VOUS DÉCONNEZ TOUS BEAUCOUP TROP - Croyez-le ou pas, mais Alain Juppé et Nicolas Sarkozy sont encore capables de tomber d'accord. De temps en temps, sur des sujets de fond. Ponctuellement aussi, sur des indignations. Et il est un fait qui irrite tout autant les deux favoris de la primaire de la droite : la "dérision" généralisée, plus particulièrement dans les médias, et qui plus est sur le service public.
Dans son livre de campagne, Tout pour la France (Plon), Nicolas Sarkozy consacre un développement à la question de l'audiovisuel public. Un sujet culturel inséré dans le chapitre sur "le défi de l'identité", dont il veut faire l'un des marqueurs de la prochaine présidentielle. Très critique quant à la multiplication de chaînes de télévision, notamment d'info en continu, l'ancien Président estime que cela a "conduit au mimétisme et au nivellement des grilles". Selon lui, et à son grand regret, "il n'a jamais été aussi difficile de trouver des émissions culturelles, de théâtre, de musique et même de variété".
Et le même de dresser ce triste constat, qui s'applique aussi bien aux chaînes privées que publiques :
"Se laisser aller au zapping donne une idée assez précise quant à la variété des programmes proposés.

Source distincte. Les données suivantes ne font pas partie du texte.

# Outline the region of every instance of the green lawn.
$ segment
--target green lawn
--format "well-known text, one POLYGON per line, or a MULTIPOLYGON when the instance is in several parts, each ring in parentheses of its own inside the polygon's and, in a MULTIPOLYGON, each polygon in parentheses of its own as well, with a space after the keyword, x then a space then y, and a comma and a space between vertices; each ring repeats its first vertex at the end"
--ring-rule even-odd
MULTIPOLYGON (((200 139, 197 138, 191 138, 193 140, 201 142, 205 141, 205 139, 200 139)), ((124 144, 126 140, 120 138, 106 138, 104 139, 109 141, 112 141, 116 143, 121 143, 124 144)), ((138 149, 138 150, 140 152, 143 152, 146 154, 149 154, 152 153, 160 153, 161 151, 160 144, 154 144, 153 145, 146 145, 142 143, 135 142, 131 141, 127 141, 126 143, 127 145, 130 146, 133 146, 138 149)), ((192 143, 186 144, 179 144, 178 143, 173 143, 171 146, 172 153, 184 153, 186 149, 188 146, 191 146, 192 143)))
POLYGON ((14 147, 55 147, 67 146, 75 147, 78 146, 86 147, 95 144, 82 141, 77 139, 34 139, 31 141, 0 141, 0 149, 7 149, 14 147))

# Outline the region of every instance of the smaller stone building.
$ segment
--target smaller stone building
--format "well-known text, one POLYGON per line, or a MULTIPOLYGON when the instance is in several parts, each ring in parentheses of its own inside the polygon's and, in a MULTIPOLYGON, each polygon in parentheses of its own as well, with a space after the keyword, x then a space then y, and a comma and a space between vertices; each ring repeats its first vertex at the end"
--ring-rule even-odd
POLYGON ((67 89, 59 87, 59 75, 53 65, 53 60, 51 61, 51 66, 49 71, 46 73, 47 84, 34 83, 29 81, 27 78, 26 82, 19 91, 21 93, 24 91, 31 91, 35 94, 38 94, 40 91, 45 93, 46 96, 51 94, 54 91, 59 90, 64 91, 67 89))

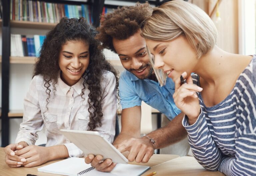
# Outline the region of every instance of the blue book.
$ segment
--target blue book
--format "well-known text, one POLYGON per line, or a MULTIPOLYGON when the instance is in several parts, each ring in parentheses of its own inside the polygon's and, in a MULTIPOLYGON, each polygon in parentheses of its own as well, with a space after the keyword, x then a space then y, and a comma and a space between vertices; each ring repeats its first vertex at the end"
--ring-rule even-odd
POLYGON ((28 46, 28 53, 29 56, 33 56, 32 52, 31 50, 31 41, 30 41, 31 39, 31 38, 27 38, 27 45, 28 46))

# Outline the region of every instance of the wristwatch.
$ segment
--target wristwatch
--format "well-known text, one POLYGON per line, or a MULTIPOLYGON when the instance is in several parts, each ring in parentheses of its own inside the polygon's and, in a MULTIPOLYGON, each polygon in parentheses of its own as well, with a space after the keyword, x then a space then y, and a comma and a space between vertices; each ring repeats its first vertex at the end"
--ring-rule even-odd
POLYGON ((149 139, 149 141, 150 141, 150 142, 155 145, 155 148, 154 149, 155 149, 156 148, 156 141, 155 141, 155 140, 154 140, 154 139, 153 138, 150 138, 148 136, 143 136, 141 137, 143 138, 143 137, 146 137, 149 139))

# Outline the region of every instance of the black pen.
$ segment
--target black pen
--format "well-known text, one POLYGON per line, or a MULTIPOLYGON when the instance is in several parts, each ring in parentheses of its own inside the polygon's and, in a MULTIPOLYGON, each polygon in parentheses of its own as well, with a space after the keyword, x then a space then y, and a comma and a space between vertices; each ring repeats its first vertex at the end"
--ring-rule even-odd
POLYGON ((185 83, 185 80, 183 78, 182 75, 180 75, 180 85, 185 83))

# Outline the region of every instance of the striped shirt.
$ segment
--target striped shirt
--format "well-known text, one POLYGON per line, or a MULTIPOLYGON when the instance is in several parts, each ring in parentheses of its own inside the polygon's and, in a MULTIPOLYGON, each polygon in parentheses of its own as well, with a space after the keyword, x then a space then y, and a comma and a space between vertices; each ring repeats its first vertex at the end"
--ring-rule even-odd
MULTIPOLYGON (((192 79, 199 86, 199 77, 192 79)), ((198 97, 196 121, 190 125, 186 116, 182 121, 198 162, 228 176, 256 175, 256 56, 223 101, 207 107, 198 97)))
MULTIPOLYGON (((53 91, 46 109, 48 95, 44 86, 43 76, 37 75, 32 79, 24 102, 23 122, 21 123, 16 142, 25 141, 34 145, 38 138, 38 131, 44 129, 47 137, 46 146, 64 144, 70 157, 80 157, 83 152, 59 132, 60 129, 87 130, 90 119, 87 103, 90 91, 83 88, 83 79, 70 86, 59 77, 55 85, 55 95, 53 91)), ((102 112, 103 117, 101 126, 96 128, 109 142, 112 143, 115 134, 117 97, 116 79, 114 74, 106 72, 101 82, 102 112)), ((51 86, 50 88, 53 90, 51 86)), ((89 142, 89 141, 88 141, 89 142)))

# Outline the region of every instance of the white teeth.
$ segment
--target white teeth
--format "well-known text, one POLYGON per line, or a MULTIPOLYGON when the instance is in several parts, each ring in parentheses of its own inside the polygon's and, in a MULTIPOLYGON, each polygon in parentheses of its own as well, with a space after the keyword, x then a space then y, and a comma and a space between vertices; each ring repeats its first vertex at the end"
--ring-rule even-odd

Trop souvent, la différence entre les programmes du public et ceux du privé sur les grandes chaînes généralistes est notoirement insuffisante. La dérision, la polémique, l'investigation racoleuse ont trop souvent pris le pas sur la découverte, la science, la culture.
"
Cette fichue "dérision", Nicolas Sarkozy y revient vers la fin de son livre, dans son chapitre sur "l'autorité". Il y voit l'une des causes du manque de "crédibilité" de "la parole politique". Il écrit :
"Qui croit encore aux paroles, aux discours, aux promesses dans notre démocratie ? Plus personne ou presque. Les médias en ont fait un jeu dangereux avec la dérision systématique. Les citoyens n'ont plus confiance.
"
On pourrait aisément rétorquer que le fait que ces "paroles, discours et promesses" des responsables politiques ne soient *pas toujours* traduites en actes ou respectées n'y est pas totalement étranger non plus, mais on ne voudrait pas verser dans une "dérision" ou une "polémique" malvenue. Et on ne parle pas des formats journalistiques volontairement décalés et caustiques auxquels de nombreux politiques se plient avec joie, y voyant une belle opportunité de communiquer autrement et de travailler leur image.

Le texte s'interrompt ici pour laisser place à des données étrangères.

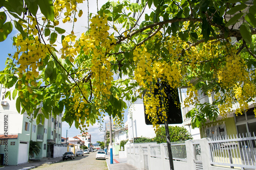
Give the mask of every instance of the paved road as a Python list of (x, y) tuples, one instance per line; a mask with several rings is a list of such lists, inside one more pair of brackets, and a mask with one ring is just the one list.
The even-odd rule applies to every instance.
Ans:
[(82, 156), (75, 156), (75, 159), (66, 160), (52, 163), (45, 163), (36, 168), (38, 170), (56, 169), (88, 169), (88, 170), (108, 170), (105, 160), (96, 160), (96, 152), (90, 152)]

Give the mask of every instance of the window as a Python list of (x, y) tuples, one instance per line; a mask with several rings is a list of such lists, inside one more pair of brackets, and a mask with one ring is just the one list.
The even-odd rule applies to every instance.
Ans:
[(28, 131), (29, 130), (29, 124), (27, 122), (25, 122), (25, 125), (24, 127), (24, 130), (26, 131)]
[(32, 132), (35, 133), (35, 125), (33, 125)]

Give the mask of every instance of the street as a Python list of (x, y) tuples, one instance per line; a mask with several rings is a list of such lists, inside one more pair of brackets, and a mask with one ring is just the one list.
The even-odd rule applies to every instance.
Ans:
[(75, 156), (75, 159), (62, 160), (50, 164), (45, 163), (36, 168), (42, 169), (93, 169), (108, 170), (105, 160), (96, 160), (96, 152), (90, 152), (82, 156)]

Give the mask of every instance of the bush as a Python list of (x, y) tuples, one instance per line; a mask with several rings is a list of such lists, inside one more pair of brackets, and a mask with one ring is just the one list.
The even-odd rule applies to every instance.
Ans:
[(145, 137), (136, 137), (134, 138), (134, 143), (147, 143), (154, 142), (154, 138), (150, 138)]
[(128, 141), (128, 139), (127, 140), (122, 140), (120, 142), (120, 148), (121, 149), (121, 148), (122, 147), (123, 147), (123, 150), (124, 151), (124, 144), (125, 144), (125, 143), (127, 143), (127, 141)]
[[(184, 127), (169, 126), (169, 132), (171, 142), (192, 139), (192, 136), (187, 130)], [(162, 126), (156, 133), (155, 140), (158, 143), (166, 142), (165, 128)]]

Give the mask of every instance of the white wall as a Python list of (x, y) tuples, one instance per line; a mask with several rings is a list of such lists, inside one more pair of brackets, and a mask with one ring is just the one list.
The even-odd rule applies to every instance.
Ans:
[[(145, 123), (143, 102), (138, 102), (133, 104), (130, 108), (130, 110), (128, 114), (129, 140), (133, 140), (134, 137), (142, 136), (153, 138), (156, 136), (153, 126), (147, 125)], [(130, 113), (132, 113), (133, 118), (131, 118), (132, 115)]]
[(67, 147), (54, 145), (53, 147), (53, 157), (59, 157), (62, 156), (67, 152)]

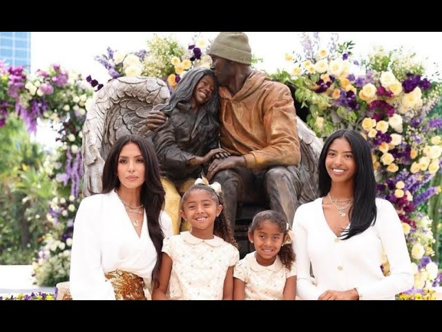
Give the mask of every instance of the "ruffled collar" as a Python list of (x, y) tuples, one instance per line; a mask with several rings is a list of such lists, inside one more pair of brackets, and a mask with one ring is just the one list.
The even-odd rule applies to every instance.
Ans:
[(205, 242), (212, 247), (219, 247), (224, 242), (222, 239), (217, 237), (216, 235), (213, 235), (213, 239), (211, 239), (209, 240), (205, 240), (204, 239), (200, 239), (199, 237), (194, 237), (190, 232), (182, 232), (181, 233), (181, 236), (183, 240), (190, 244), (199, 244), (201, 242)]
[(280, 259), (279, 256), (276, 256), (276, 259), (275, 259), (273, 264), (269, 266), (262, 266), (256, 261), (255, 254), (256, 254), (256, 252), (253, 251), (253, 252), (247, 254), (245, 257), (246, 261), (247, 261), (247, 263), (250, 266), (250, 268), (253, 271), (260, 272), (265, 270), (269, 270), (271, 271), (278, 272), (282, 268), (282, 262)]

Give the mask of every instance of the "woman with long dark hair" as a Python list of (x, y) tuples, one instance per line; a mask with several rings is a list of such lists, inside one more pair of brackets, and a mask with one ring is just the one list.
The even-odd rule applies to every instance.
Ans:
[(153, 148), (140, 136), (120, 138), (104, 164), (103, 191), (84, 199), (75, 217), (73, 299), (150, 299), (163, 239), (172, 234), (164, 204)]
[[(356, 131), (328, 137), (319, 158), (319, 199), (294, 219), (297, 294), (302, 299), (394, 299), (413, 274), (401, 221), (376, 197), (368, 142)], [(381, 269), (387, 255), (391, 274)], [(315, 284), (310, 277), (310, 266)]]
[[(162, 178), (166, 191), (165, 210), (180, 231), (181, 196), (215, 156), (227, 156), (219, 148), (218, 95), (213, 73), (206, 68), (189, 71), (167, 104), (155, 107), (168, 117), (153, 133)], [(181, 230), (189, 230), (189, 224)]]

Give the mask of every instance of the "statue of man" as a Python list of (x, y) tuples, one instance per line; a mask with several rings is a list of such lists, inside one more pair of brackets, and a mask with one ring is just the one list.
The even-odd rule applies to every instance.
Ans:
[[(231, 154), (215, 159), (207, 173), (222, 187), (234, 230), (238, 204), (265, 203), (291, 224), (302, 185), (296, 113), (289, 88), (252, 71), (249, 38), (222, 32), (209, 55), (219, 85), (220, 145)], [(148, 117), (151, 129), (163, 123), (160, 112)]]

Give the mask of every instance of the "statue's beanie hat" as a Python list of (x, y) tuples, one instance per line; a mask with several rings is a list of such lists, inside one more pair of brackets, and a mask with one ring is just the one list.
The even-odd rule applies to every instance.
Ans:
[(249, 37), (244, 33), (220, 33), (212, 43), (209, 54), (240, 64), (251, 64)]

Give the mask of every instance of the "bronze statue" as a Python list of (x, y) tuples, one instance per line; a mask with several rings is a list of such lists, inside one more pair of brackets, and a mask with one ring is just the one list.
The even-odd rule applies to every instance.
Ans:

À noter que certains formats humoristiques gardent les faveurs de Nicolas Sarkozy. Il ne dit jamais non à un peu de rigolade avec Nicolas Canteloup, par exemple. Quant aux blagues et autres exercices de "dérision" qui ont pu rapprocher ses meetings du stand-up, son talent en la matière n'est plus à démontrer.
Quoi qu'il en soit, Alain Juppé est globalement d'accord avec cette colère sarkozyste. En début d'année, il avait estimé que les réseaux sociaux étaient "parfois la poubelle du monde" et ajouté :
"On est en permanence dans l’esprit de dérision. Mais pardon, les grands médias n’y sont pas pour rien. Qu’est-ce qu’on peut entendre tous les matins ! Une dérision parfois bête et méchante principalement de la classe politique. Personne n’y échappe d’ailleurs.
"
Et ne croyez pas que c'est sa supposée froideur qui lui fait dire cela. Alain Juppé est tout à fait capable de déconner quand il en a envie. Simplement, on ne peut manifestement pas le faire tout le temps ni avec n'importe qui.